Often, the church and government borrowed language from one another to instill a sense of nationalism rooted in spirituality among citizens in both Northern and Southern territories. The faithful did not lose hope:
"We'll fight for liberty
Till de Lord shall call us home
We'll soon be free
Till de Lord shall call us home"
- Reported by Colonel Thomas Wentworth Higginson, a Massachusetts officer who organized the freed slaves into one of the black regiments, recorded in his diary the simple, hopeful hymn his men had sung at Christmas 1862 in his camp
. . . I believe, and I shall try to show, that all through these last years, and especially through this last year, there has been a great drawing back of all of us to resume and fully occupy realms of life, blessings and duties which ere never but half-occupied before. . . . We ought to render up our thanks for the new power and completeness with which the ordinary blessings of God's natural providence have been received and realized, in consequence of the peculiar circumstances under which we have been living. . . .
More than fourscore years ago this nation declared itself free and independent - the new ground of a new experiment in national, social, and individual life. It needs no very wise historian to tell how very partially that bright announcement has been fulfilled. We have never half claimed our independence.
- Reverend Phillips Brooks
in his 1863 Thanksgiving Day Speech
Services were often ecumenical, and some members of the clergy sought to promote common beliefs with members of other religions. For example, Rabbi Illowy's sermon at Baltimore, January 1861 condones the National Fast Day:
. . . it is neither new moon nor Sabbath, but it is a day designated by the Chief Magistrate of the United States, for the purpose of fasting, humiliation, and prayer. In compliance with his proclamation, we are assembled here to join our fellow citizens of the various denominations in keeping this day as a solemn fast; as a day devoted to religious exercise only.
- Rabbi Illowy, National Fast Day Sermon,
Baltimore, January 1861
Hannah, you wanted me to tell you the news in our camp and tent. The news in our tent is that we are trying to serve the Lord. We have prayer meetings in our tent twice a week and one of us reads a chapter, and pray every night before laying down to sleep . . . we take turns [leading]. I enjoy my[self] better here serving the Lord than I did at home.
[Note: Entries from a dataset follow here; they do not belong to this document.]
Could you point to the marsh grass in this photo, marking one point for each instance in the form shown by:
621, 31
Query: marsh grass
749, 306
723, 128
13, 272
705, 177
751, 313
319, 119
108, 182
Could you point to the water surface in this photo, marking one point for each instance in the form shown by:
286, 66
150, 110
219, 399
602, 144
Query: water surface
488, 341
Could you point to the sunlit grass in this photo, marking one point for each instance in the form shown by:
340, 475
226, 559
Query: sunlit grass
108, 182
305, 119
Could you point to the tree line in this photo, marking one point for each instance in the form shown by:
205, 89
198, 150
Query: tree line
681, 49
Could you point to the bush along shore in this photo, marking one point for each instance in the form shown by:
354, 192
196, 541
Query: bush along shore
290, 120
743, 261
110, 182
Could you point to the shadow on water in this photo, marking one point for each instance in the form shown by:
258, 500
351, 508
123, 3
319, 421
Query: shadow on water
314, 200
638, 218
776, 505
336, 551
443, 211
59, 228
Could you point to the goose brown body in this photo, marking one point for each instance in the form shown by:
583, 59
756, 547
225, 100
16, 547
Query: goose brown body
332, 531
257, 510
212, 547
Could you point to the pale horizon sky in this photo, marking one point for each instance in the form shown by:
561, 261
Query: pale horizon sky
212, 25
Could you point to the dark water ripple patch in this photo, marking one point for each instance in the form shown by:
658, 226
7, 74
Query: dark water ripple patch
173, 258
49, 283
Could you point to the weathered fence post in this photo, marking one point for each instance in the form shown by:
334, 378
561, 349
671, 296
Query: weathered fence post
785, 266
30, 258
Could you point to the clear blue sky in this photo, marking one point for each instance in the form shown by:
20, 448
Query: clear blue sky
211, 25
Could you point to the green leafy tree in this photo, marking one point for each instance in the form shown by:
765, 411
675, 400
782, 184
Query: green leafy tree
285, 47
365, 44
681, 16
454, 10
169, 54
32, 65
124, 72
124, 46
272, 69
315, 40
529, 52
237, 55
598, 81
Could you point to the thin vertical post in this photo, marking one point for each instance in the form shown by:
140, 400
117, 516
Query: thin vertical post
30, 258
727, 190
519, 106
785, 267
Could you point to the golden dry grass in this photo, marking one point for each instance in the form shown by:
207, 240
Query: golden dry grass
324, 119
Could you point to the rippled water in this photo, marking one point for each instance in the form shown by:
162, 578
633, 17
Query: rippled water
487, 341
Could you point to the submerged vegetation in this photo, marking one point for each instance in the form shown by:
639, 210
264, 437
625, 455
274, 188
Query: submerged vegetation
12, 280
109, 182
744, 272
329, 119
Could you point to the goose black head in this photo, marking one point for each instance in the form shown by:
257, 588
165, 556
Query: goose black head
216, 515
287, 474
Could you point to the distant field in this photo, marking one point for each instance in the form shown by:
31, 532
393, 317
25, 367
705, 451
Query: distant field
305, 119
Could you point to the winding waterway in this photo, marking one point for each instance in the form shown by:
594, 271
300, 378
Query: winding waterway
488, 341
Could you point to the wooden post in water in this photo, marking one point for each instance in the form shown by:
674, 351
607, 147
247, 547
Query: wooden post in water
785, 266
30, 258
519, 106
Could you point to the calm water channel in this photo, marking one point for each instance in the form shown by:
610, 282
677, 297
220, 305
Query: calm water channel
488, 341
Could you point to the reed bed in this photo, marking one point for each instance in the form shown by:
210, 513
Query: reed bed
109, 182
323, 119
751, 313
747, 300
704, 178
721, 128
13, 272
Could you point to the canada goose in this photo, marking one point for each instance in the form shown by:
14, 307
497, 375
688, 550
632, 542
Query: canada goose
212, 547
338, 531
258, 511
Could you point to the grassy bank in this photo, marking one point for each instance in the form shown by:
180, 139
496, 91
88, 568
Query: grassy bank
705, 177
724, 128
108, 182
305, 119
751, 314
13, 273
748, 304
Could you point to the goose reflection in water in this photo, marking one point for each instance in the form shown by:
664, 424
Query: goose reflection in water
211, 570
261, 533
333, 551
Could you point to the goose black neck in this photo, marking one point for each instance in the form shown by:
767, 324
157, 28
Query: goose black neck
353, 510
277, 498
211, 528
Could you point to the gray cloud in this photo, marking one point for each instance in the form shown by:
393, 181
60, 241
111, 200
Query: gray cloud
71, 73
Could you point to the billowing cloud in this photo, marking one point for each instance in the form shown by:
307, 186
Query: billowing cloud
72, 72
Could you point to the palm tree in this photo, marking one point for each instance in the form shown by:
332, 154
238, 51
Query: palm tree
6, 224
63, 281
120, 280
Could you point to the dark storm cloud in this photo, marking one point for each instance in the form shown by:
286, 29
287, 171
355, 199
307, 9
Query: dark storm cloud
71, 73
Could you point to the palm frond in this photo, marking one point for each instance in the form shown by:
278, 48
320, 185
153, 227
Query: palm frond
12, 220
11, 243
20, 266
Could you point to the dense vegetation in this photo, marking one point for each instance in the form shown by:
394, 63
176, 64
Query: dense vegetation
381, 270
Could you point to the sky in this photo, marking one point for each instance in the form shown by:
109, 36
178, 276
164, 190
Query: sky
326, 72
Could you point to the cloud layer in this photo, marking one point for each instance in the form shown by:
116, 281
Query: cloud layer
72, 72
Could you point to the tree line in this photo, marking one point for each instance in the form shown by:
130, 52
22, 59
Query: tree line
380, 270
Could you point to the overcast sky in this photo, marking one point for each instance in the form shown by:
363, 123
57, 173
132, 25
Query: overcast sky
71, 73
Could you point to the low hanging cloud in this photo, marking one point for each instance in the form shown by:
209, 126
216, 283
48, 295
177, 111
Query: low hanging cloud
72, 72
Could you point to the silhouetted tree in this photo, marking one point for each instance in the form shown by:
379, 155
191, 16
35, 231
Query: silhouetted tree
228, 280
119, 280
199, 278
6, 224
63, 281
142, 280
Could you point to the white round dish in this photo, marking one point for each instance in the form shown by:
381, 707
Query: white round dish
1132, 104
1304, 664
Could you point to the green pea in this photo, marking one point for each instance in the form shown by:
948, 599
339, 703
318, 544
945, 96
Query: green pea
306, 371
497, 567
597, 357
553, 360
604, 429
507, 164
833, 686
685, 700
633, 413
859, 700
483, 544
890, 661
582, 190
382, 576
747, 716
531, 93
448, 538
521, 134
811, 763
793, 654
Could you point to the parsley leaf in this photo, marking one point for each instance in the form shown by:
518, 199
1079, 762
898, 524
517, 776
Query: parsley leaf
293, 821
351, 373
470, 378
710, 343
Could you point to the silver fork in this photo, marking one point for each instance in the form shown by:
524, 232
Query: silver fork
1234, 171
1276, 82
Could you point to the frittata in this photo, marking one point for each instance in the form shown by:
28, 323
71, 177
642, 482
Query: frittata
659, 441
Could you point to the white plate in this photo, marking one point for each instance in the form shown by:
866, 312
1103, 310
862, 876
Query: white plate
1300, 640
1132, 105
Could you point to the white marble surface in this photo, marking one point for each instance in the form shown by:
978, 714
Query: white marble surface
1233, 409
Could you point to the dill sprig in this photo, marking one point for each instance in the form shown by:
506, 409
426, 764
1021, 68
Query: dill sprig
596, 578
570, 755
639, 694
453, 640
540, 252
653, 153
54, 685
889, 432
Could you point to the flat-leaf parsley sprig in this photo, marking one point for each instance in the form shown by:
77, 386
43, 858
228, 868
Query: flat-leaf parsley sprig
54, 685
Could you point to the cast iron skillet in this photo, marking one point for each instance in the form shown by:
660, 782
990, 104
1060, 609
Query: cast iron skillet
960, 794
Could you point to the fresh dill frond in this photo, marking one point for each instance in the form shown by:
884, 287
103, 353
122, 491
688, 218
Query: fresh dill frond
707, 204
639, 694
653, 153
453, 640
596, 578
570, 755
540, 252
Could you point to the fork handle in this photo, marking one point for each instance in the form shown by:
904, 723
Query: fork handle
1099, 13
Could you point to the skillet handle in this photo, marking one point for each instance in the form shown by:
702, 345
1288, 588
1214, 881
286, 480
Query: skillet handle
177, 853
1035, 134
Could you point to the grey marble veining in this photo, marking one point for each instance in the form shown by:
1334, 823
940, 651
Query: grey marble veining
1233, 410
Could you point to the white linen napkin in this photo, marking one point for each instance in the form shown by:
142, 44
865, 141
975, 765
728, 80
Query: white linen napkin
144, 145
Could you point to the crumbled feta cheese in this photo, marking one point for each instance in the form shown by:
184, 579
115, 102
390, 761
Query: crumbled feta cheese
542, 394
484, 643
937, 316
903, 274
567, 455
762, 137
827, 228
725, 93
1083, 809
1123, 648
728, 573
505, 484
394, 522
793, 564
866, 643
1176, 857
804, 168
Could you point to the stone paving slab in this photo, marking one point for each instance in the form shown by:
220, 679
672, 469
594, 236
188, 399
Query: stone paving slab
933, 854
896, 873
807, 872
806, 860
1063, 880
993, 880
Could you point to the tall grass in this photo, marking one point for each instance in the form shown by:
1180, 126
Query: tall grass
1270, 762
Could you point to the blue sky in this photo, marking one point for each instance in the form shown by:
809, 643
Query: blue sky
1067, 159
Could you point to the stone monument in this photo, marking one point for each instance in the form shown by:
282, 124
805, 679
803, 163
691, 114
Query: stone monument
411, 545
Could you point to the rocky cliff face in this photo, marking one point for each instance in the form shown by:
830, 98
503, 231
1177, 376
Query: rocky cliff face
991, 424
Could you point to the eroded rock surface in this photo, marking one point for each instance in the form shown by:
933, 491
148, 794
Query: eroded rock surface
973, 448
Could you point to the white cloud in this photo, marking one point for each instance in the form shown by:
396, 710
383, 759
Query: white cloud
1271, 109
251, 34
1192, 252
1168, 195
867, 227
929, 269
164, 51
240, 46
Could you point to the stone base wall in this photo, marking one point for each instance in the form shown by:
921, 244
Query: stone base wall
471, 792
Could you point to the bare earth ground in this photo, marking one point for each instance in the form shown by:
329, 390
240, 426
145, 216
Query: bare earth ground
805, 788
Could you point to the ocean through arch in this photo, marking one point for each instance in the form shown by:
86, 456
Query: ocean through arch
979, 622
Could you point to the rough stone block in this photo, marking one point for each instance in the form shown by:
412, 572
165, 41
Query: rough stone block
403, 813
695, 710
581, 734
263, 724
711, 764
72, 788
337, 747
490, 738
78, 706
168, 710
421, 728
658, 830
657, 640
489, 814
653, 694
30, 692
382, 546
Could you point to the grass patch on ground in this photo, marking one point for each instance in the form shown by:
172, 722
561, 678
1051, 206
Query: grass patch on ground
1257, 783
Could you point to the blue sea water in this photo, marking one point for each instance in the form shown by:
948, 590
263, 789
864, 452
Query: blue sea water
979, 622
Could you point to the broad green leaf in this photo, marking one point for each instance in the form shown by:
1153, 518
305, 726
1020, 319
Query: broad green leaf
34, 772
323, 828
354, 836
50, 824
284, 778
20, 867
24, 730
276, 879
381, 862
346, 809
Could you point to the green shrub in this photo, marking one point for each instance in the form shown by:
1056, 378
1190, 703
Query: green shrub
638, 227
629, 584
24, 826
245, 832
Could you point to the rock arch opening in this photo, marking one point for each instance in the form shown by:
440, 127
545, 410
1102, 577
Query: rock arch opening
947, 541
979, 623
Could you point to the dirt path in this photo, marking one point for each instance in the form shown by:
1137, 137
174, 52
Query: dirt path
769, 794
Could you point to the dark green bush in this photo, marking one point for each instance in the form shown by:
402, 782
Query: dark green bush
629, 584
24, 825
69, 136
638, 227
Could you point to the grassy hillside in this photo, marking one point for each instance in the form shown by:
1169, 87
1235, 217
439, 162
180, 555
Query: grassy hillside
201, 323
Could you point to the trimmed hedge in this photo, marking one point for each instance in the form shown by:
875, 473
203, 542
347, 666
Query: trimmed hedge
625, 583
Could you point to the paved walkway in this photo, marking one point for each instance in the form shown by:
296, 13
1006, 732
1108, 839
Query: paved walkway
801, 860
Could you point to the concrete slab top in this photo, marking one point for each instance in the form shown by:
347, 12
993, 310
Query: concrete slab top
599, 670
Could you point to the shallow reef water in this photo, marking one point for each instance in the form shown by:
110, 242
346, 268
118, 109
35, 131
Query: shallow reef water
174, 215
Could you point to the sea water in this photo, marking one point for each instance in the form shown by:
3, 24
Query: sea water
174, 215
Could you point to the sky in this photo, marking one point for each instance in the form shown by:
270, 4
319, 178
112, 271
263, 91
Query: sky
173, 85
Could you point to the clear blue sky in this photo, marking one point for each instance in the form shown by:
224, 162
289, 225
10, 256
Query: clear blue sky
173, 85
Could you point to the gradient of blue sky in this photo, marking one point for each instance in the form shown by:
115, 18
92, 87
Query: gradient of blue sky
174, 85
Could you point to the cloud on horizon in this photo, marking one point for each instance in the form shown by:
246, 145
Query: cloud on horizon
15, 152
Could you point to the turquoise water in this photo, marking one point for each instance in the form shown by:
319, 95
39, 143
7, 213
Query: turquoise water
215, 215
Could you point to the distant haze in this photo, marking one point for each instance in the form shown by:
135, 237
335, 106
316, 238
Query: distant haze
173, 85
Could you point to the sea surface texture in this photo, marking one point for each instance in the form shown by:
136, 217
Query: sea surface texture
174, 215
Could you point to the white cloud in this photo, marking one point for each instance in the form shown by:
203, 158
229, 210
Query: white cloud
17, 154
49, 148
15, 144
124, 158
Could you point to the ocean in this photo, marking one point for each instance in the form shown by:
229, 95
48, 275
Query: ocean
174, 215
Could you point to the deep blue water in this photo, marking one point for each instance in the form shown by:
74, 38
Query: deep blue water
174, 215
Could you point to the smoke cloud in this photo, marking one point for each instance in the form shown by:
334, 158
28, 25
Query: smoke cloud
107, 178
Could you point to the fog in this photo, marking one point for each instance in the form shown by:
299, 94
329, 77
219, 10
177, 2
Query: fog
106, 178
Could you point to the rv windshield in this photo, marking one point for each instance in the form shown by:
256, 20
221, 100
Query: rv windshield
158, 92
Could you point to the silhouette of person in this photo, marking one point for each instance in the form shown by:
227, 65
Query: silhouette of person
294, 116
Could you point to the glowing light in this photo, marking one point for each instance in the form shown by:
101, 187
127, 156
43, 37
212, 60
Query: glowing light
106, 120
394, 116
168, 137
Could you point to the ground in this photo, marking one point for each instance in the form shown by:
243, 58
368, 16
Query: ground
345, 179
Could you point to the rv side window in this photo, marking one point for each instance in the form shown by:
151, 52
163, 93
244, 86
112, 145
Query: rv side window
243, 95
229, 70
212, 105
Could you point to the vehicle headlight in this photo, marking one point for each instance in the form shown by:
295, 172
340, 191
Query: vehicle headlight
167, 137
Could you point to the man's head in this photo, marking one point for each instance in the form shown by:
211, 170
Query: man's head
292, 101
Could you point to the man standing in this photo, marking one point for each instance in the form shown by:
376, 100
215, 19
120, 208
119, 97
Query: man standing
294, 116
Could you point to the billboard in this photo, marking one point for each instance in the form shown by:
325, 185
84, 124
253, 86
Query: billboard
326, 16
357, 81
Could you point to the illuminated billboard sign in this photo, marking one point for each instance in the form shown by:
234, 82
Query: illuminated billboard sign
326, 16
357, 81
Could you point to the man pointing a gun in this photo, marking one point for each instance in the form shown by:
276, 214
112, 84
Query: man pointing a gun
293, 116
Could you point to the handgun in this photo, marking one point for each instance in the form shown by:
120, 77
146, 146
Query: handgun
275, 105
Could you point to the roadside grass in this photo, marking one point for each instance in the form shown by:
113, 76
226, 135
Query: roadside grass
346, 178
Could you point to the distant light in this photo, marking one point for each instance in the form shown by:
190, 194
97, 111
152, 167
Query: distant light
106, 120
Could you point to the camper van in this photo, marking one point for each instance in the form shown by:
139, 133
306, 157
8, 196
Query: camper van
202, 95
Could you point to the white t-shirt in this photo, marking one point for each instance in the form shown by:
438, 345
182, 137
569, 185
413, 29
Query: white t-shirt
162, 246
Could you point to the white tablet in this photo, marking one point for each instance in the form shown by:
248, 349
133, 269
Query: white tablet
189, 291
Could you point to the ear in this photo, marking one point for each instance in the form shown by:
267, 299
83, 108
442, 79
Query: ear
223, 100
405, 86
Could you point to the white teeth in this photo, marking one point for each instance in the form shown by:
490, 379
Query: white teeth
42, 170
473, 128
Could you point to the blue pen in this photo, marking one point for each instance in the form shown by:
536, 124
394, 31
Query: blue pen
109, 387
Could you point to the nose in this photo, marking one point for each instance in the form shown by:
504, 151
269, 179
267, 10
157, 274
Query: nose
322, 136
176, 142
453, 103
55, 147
- James Gould of the New York 144th Infantry
to his sister, 1862
I asked God for strength, that I might achieve,
I was made weak, that I might learn humbly to obey.
I asked him for health, that I might do great things,
I was given infirmity, that I might do better things.
I asked for riches, that I might be happy,
I was given poverty, that I might be wise.
I asked for power, that I might have the praise of men,
I was given weakness, that might feel the need of God.
I asked for all things, that I might enjoy life,
I was given life, that I might enjoy all things.
I got nothing that I asked for-but everything I had hoped for.
Almost despite myself, my unspoken prayers were answered.
I am, among all men, most richly blessed.
- By an unknown soldier
Molly, this is a beautiful Sunday morning, and I expect you are gone to church somewhere. You must not fail to attend church as often as you can. I have not heard a sermon in about four months. . . . I never wanted to hear preaching as bad in my life.
- William Stilwell in an 1862 letter to his wife, 1862
For the hope for peace is sweeter than peace itself.